08 February 2010

Family recipe Monday: pears


It's a frosty Monday morning and I'm not happy about being an adult human instead of a hibernating bear. Hibernation sounds like a great idea right now. But I've warmed up with cinnamon tea and am off to face the day. Just don't ask me to be perky yet.

Gene will soon be posting a series of family recipes from the Hess-Shaffner side. These reflect a totally different heritage, pure Pennsylvania Dutch, and some are even older than any I've collected from my side of the tree.

In the meantime, I'm thinking about pears...


Pear preserves

1 quart thinly sliced pears
1 cup sugar per quart pears
Very thinly sliced lemon to taste
Water to cover

Cook over very low heat to right consistency.
 --Mrs. E. A. (Leo) Tipton

I am not sure who Mrs. Tipton was; I'm assuming that she was a family friend who shared her recipes (unlike some people we know, or have read about). I love the combination of exactitude on the slicing and heat, but vagueness on the consistency. Hint: cook this until the syrup coats a spoon, but the pear slices are still intact. You're making preserves, not jam, and these are lovely. The preserves will continue setting up in the jar as they cool. I'd use at least half a lemon per quart, and make sure that the water only just covers the pears. mmmm....
 
 
Pear honey
4 quarts ground pears
3 quarts sugar

Cook in pan over medium flame until pears are tender and juice is clear. Add 1 quart crushed pineapple--continue cooking 10 minutes.
 --Vada Brooks Johnson

Pineapple was another exotic fruit that transformed cooking in the dryland areas when it became available in stores. People put it in everything they could get away with, as I recall. The pears were ground with a hand mill/food mill. You could use a food processor for this, with no problems. Just don't overdo it--this should be a coarse grind.

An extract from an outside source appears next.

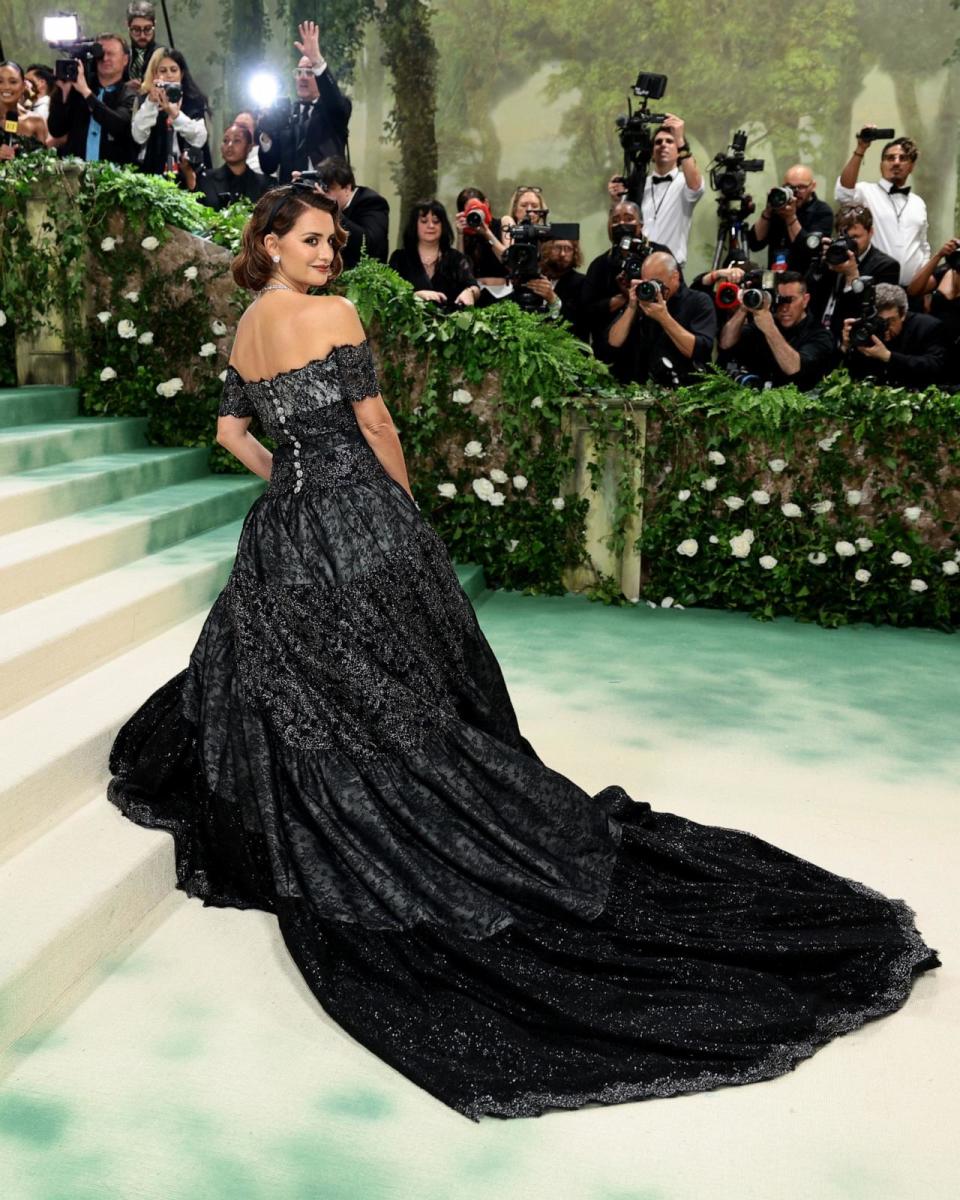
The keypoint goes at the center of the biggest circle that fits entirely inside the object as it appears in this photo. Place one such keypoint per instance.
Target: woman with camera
(429, 261)
(169, 118)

A note on the recipe card itself: this is obviously a sheet from a scratch pad rather than a card. My grandmother and her mother wrote down recipes on any paper that was at hand, and my grandfather always had scratch pads from the businessmen he worked with as an architectural draftsman. This is a prime example. I think we need to do a little local research and find out what we have in our recipe papers from businesses that no longer exist. We could do a micro-history of the businesses in the area.

Finally, here is a preview of the Shaffner-Hess recipe files. Gene's mom Dolly was an ace cook and had the dietitian's degree to prove it. Her recipes are short, crisp and exact. More on her when Gene gets his recipes up.


Early American pear pie

Make pastry and line 9” pan. Fill with:

Pare and slice firm pears—6 cups. Mix ¾ cup sugar, 1 tsp nutmeg or cinnamon, 2 T flour. Mix through pears. Fill pie tin, dot with butter, cover with crust. Bake 425 [F] for 35-45 minutes.
--Dolly Shaffner Hess

Being a fan of eating produce in its season, I only have six or seven months to go before fresh pears are available. I'm ready for them right now. This is why hibernation would be such a great idea. Snarl. Happy Monday.